Showing posts with label Brave Collective. Show all posts
Showing posts with label Brave Collective. Show all posts

Monday, December 07, 2015

Very Brave

This weekend we discovered that Brave Newbies, part of the Caldari Militia, have set their sites on Fliet and Aideron Robotics. We tangled with them a few times on the weekend as they reinforced our POS and camped our station and I was impressed with their Tornado and Vigil fleet that we tried to engage with futility.

But the best part of being the focus of this large group of players is the propaganda:

And:

I love the shaded Merlins in the sky in that second one. Gives me chills.

I look forward to the conflict this attention promises to give. See you in space Brave!

Friday, July 17, 2015

Fun Per Hour

Brave Newbies is leaving null sec for a vacation in low sec to reorganize and gather themselves after a rough season. The topic is not about Brave per se, but more about fun in the various types of space.

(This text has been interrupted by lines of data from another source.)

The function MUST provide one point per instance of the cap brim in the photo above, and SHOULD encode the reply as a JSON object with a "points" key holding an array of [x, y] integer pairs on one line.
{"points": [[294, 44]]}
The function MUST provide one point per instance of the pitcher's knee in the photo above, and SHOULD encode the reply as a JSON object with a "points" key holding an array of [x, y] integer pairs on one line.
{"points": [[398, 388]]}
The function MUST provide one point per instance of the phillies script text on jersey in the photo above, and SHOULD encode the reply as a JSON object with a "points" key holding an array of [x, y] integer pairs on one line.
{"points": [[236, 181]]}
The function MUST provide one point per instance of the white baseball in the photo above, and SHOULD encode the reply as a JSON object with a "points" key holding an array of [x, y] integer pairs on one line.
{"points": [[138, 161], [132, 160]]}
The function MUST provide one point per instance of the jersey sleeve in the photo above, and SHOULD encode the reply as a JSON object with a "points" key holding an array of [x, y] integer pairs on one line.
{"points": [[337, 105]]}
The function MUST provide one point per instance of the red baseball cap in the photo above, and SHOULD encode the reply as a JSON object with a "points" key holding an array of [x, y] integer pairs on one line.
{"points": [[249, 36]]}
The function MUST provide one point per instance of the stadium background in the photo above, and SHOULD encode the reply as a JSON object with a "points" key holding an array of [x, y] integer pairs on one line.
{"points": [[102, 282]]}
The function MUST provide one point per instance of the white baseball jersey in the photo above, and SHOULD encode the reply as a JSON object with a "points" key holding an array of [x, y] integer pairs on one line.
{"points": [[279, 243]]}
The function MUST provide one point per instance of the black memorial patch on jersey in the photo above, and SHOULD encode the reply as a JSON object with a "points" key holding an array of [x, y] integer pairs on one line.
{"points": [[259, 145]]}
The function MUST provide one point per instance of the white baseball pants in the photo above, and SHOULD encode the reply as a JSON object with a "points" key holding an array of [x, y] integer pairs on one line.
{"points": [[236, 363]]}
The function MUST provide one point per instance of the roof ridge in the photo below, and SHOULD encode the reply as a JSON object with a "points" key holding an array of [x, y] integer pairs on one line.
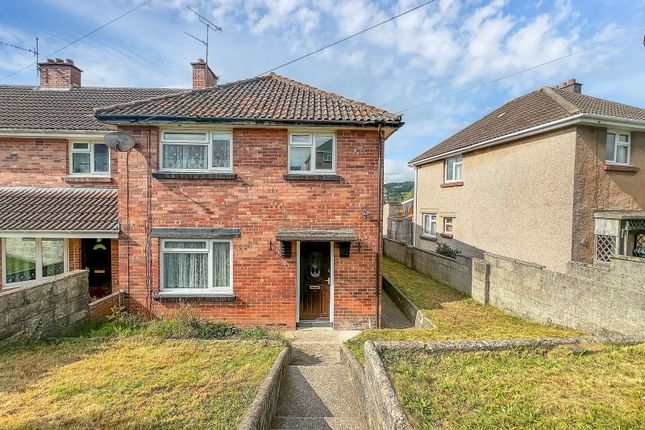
{"points": [[561, 101]]}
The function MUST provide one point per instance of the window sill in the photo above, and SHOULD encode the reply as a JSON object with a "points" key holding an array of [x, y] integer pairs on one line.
{"points": [[430, 238], [620, 168], [205, 297], [88, 179], [329, 177], [194, 176], [452, 184]]}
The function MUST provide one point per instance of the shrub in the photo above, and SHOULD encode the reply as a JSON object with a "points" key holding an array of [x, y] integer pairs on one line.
{"points": [[446, 250]]}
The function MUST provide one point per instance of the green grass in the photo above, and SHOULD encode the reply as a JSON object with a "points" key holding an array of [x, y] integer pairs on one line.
{"points": [[569, 387], [130, 382], [457, 316]]}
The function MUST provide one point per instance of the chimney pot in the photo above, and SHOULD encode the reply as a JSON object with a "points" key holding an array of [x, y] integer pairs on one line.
{"points": [[59, 75]]}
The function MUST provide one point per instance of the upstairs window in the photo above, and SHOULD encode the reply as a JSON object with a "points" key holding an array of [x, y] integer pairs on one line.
{"points": [[196, 151], [453, 169], [88, 158], [618, 147], [430, 225], [312, 152]]}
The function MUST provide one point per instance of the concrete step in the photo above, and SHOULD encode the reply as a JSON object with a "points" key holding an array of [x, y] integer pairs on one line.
{"points": [[318, 423], [317, 391], [314, 353]]}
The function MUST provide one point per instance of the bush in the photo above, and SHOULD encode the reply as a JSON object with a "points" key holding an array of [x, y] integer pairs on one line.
{"points": [[446, 250]]}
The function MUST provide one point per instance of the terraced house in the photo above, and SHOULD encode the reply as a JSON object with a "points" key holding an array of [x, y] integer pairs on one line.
{"points": [[256, 202], [551, 177]]}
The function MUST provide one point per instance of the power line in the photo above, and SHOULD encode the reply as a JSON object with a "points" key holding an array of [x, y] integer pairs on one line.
{"points": [[322, 48], [518, 72], [128, 12]]}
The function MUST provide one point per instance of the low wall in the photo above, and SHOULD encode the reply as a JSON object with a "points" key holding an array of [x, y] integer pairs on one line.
{"points": [[102, 308], [264, 405], [455, 272], [45, 308], [607, 300]]}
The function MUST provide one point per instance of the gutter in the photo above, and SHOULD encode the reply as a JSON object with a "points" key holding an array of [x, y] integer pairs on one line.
{"points": [[583, 119]]}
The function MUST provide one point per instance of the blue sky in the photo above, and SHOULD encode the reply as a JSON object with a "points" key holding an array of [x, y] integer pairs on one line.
{"points": [[427, 55]]}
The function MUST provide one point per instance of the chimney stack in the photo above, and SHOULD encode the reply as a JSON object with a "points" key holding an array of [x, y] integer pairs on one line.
{"points": [[571, 86], [59, 75], [203, 76]]}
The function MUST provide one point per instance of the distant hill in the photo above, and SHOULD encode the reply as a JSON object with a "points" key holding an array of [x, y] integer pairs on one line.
{"points": [[399, 191]]}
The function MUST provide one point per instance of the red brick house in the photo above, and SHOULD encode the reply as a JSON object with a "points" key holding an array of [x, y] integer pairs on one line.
{"points": [[257, 202]]}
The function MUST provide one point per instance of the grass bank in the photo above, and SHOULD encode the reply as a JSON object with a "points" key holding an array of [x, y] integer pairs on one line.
{"points": [[456, 315], [588, 387]]}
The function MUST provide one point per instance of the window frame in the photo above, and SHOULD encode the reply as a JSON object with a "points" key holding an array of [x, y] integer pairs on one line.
{"points": [[39, 261], [459, 160], [451, 223], [90, 150], [433, 220], [617, 143], [210, 289], [312, 145], [208, 142]]}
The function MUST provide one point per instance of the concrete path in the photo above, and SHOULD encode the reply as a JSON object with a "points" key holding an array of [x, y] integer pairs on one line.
{"points": [[392, 316], [316, 392]]}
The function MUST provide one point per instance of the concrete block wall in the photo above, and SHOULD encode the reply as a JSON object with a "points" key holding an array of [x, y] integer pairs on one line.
{"points": [[607, 300], [44, 308], [453, 272]]}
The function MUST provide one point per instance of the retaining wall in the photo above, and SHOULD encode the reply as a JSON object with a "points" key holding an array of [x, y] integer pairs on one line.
{"points": [[45, 308]]}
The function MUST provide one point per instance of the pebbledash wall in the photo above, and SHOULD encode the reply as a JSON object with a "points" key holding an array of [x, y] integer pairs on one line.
{"points": [[259, 201], [44, 308], [605, 299]]}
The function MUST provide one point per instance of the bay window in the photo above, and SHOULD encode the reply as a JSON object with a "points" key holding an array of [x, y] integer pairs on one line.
{"points": [[87, 158], [312, 152], [196, 151], [32, 259], [453, 168], [196, 266], [618, 147]]}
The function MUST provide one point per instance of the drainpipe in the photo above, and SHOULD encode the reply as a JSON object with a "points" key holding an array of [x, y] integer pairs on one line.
{"points": [[380, 226]]}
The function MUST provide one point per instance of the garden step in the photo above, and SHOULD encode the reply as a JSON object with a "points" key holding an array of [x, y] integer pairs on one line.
{"points": [[318, 423], [317, 391]]}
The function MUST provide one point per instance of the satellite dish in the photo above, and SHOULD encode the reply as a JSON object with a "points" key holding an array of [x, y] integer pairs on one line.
{"points": [[119, 141]]}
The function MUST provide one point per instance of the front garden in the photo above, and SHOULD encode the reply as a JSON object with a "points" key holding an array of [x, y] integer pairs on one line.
{"points": [[180, 373]]}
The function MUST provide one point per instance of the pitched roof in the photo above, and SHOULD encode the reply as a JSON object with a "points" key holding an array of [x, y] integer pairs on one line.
{"points": [[30, 108], [58, 209], [531, 110], [266, 98]]}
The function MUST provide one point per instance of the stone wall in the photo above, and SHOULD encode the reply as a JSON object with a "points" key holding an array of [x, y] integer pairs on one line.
{"points": [[608, 300], [44, 308], [453, 272]]}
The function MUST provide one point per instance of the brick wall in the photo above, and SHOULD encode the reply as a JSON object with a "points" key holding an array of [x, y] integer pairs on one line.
{"points": [[31, 162], [259, 202], [44, 308]]}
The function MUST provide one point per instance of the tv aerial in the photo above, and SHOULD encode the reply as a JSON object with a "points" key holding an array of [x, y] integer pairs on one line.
{"points": [[209, 26]]}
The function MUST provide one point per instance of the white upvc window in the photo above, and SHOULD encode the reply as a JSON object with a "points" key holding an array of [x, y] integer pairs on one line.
{"points": [[312, 152], [89, 159], [430, 225], [453, 169], [196, 151], [618, 147], [27, 259], [447, 225], [197, 266]]}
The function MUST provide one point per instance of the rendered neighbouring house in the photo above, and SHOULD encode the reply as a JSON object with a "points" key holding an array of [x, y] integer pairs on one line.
{"points": [[256, 202], [550, 177]]}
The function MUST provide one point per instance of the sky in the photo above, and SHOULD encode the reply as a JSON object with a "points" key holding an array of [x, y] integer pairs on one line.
{"points": [[443, 56]]}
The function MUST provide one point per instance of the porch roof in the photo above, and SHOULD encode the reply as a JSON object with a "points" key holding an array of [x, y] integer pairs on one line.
{"points": [[316, 235], [59, 211]]}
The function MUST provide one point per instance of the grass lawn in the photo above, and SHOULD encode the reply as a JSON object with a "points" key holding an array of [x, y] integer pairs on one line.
{"points": [[457, 316], [569, 387]]}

First off, I'm defining fun purely from a combat PvP perspective as that is the most common type of fun people are looking for in EVE.

I've written about Brave and how null sec is fun until its not. If you are looking for raw fun per hour for your organization, null sec is not it. Null sec is about Empire Building and clash of cultures wars, and as such can have vast amounts of quiet time and build up followed by frantic explosive battles. Overall, fun per hour is low but the highs are higher and bigger and the satisfaction derived from control of systems / structures / empires is larger and deeper.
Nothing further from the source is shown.